Friday, January 25, 2008

Why do women do this???

In a week when a lot of things have made me angry — see Homofascist's Army for more details — this article from the NY Times topped the list: Nice Résumé. Have You Considered Botox?. Apparently a new book called How Not to Look Old is advising women over 35 that letting themselves go is career suicide. As the book jacket warns, "Looking hip is not just about vanity anymore, it’s critical to every woman’s personal and financial survival." Apparently, just when we thought that having careers that made women financially independent would protect the middle-aged when their husbands left them for other women, we find that if women "let themselves go" their employers will dump them just as fast as their first husbands did. The answer: botox, hair dye, teeth whitening and relentless self-maintenance. God forbid anyone should look their actual age. No, no Barbie – stay perky or be left behind.
Let me say that anyone who knows me knows I am vain. I colored my hair for over 20 years because I started to go grey in my early 20s. I love fashion, shoes, girly things, and I even believe that what we choose to wear is a form of semiotics that we use to tell other who we are. However, I'll be 47 in a few weeks, and I'll be damned if I'll try to look like I'm 30. I like my grey hair, and I get tons of compliments on it.

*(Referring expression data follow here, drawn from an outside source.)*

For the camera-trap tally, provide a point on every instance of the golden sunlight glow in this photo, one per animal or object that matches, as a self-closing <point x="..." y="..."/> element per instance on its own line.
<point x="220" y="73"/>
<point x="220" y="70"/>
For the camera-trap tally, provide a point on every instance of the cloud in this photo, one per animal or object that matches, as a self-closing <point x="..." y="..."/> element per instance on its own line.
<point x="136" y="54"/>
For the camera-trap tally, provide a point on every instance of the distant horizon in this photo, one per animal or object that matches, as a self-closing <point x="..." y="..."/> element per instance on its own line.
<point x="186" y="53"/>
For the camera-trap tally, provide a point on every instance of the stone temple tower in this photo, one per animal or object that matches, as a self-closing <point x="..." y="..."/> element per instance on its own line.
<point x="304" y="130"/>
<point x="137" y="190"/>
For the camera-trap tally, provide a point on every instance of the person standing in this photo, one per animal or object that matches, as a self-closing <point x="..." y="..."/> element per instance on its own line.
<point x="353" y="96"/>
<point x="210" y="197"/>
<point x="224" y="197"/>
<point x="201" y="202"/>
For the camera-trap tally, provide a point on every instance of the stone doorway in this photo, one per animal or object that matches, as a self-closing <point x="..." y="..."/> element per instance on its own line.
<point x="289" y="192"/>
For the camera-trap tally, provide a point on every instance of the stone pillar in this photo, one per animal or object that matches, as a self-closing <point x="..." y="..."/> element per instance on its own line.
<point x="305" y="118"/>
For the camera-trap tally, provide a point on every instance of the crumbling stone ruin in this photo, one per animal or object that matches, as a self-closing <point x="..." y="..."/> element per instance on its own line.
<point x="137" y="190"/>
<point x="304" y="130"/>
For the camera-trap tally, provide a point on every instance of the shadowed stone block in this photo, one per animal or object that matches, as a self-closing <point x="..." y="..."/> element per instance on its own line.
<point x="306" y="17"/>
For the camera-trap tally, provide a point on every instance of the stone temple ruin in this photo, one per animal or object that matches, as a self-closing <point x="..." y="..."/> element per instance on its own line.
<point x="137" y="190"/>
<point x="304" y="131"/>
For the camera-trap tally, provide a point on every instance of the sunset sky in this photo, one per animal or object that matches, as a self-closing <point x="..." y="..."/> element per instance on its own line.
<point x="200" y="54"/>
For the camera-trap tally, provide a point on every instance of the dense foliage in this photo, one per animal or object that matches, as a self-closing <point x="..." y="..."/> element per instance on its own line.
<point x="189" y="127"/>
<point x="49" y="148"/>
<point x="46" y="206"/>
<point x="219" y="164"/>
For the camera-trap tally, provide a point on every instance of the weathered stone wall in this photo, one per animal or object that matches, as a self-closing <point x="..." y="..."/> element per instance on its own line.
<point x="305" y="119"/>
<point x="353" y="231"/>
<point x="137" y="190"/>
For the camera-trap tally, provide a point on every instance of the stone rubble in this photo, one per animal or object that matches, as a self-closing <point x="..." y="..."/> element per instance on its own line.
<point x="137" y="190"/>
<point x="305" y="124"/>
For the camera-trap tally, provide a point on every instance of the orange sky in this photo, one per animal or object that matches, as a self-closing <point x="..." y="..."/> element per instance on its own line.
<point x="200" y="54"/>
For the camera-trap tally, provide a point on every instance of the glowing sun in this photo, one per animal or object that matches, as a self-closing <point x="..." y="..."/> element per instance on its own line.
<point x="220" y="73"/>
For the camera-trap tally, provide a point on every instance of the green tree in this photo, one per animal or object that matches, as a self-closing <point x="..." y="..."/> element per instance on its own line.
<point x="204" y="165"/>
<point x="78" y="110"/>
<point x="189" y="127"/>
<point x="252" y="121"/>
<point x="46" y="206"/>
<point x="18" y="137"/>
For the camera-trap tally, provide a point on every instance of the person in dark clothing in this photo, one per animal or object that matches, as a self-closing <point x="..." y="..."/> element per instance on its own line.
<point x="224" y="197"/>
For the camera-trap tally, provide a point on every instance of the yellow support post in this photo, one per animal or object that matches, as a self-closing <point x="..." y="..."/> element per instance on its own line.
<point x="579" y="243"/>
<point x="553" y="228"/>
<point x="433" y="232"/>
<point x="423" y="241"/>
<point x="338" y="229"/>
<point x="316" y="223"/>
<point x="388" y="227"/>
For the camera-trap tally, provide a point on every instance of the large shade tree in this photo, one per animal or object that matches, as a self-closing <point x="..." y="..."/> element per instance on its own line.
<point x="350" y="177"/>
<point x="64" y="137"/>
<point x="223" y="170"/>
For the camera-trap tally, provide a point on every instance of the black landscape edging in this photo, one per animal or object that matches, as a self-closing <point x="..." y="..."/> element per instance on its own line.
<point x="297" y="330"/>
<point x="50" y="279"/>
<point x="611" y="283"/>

I'm not going to torture myself with stupid diets because my metabolism has slowed down. I've been a size 2, and believe me, I'm happier as a size 12. I look better and feel better. I'm not going to inject myself with toxins to remove the lines I've earned by laughing, crying, and living life. As the kids would say, Do. Not. Want.
What really gets me: it's women who are doing this to other women. They can blame the men till they're blue in their botoxed faces, but by playing along, by writing and buying books like this, they become the worst sort of collaborators. I say we shave their heads, @agrave; la post WWII France. I went to a women's college. I believe sisterhood is powerful. I believe you can be a feminist who loves fashion. I find it unacceptable that some women inflict their own insecurities on their own sex — and make money doing it, I might add.

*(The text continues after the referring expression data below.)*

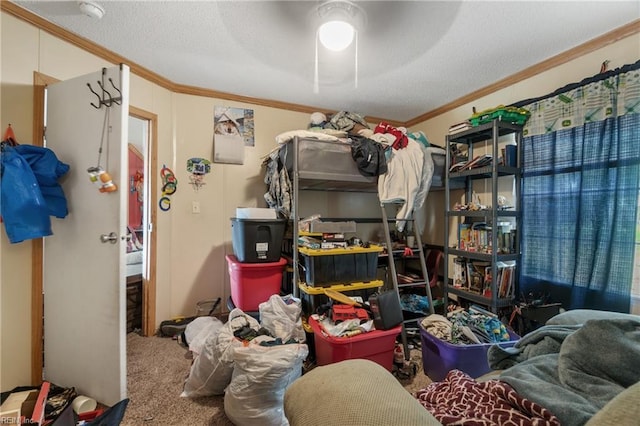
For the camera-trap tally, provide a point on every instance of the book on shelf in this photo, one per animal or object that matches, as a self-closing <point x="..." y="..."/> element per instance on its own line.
<point x="476" y="276"/>
<point x="479" y="161"/>
<point x="505" y="279"/>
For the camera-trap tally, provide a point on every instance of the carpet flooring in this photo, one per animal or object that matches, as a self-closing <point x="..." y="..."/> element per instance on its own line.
<point x="156" y="370"/>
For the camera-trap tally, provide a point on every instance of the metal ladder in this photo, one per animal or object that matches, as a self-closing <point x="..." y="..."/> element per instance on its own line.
<point x="393" y="272"/>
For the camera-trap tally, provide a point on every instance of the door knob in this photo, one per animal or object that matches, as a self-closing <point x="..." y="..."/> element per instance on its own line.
<point x="111" y="238"/>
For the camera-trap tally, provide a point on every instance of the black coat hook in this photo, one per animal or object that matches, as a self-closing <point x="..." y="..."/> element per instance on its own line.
<point x="99" y="98"/>
<point x="119" y="98"/>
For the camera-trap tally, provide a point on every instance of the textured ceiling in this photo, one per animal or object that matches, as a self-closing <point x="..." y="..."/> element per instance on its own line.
<point x="413" y="56"/>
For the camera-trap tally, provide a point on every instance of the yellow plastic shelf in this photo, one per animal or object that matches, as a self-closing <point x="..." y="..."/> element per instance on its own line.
<point x="341" y="287"/>
<point x="340" y="250"/>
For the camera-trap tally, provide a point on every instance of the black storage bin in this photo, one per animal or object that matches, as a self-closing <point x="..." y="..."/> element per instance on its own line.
<point x="257" y="240"/>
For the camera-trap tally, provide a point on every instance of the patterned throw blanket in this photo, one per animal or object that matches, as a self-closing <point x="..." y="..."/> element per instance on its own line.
<point x="460" y="400"/>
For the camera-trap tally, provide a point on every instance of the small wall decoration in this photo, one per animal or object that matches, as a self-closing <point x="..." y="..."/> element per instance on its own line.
<point x="233" y="129"/>
<point x="198" y="167"/>
<point x="169" y="187"/>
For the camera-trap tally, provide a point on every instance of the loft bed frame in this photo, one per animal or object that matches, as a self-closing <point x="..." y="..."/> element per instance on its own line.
<point x="327" y="165"/>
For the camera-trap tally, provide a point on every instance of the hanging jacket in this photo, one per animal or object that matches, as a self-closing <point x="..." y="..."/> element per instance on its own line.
<point x="25" y="210"/>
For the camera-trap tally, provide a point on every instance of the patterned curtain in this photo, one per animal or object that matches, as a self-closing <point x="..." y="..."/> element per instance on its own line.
<point x="580" y="192"/>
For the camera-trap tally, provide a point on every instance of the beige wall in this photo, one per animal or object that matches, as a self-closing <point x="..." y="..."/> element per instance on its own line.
<point x="191" y="247"/>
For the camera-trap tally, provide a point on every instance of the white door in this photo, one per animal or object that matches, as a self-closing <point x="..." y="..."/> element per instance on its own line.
<point x="84" y="277"/>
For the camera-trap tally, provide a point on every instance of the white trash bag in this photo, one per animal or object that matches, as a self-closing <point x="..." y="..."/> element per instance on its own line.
<point x="281" y="317"/>
<point x="261" y="375"/>
<point x="199" y="331"/>
<point x="211" y="371"/>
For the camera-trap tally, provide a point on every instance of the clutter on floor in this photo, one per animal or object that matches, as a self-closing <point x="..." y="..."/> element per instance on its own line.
<point x="51" y="405"/>
<point x="251" y="363"/>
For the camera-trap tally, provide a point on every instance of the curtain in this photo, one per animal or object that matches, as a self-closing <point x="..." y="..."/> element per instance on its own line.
<point x="580" y="192"/>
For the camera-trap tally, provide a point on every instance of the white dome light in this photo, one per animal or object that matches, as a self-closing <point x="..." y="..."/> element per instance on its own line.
<point x="91" y="9"/>
<point x="336" y="35"/>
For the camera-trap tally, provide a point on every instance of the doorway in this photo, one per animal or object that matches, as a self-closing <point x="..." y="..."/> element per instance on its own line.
<point x="142" y="216"/>
<point x="40" y="82"/>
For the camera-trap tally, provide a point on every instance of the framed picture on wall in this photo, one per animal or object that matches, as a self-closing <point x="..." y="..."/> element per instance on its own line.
<point x="233" y="129"/>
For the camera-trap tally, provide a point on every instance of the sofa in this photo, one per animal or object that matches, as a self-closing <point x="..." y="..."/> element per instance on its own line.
<point x="361" y="392"/>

What really surprised me about this is that I had noticed, ever since I went grey, how much more often older, grey-haired women were being portrayed in advertising, that indicator/setter of trends. I found this enormously encouraging. Meryl Streep's grey hair (and wrinkles, I might add) in The Devil Wears Prada were an inspiration to me and, I hoped, a sign that powerful women could be portrayed like powerful men. Guess I was just dreaming.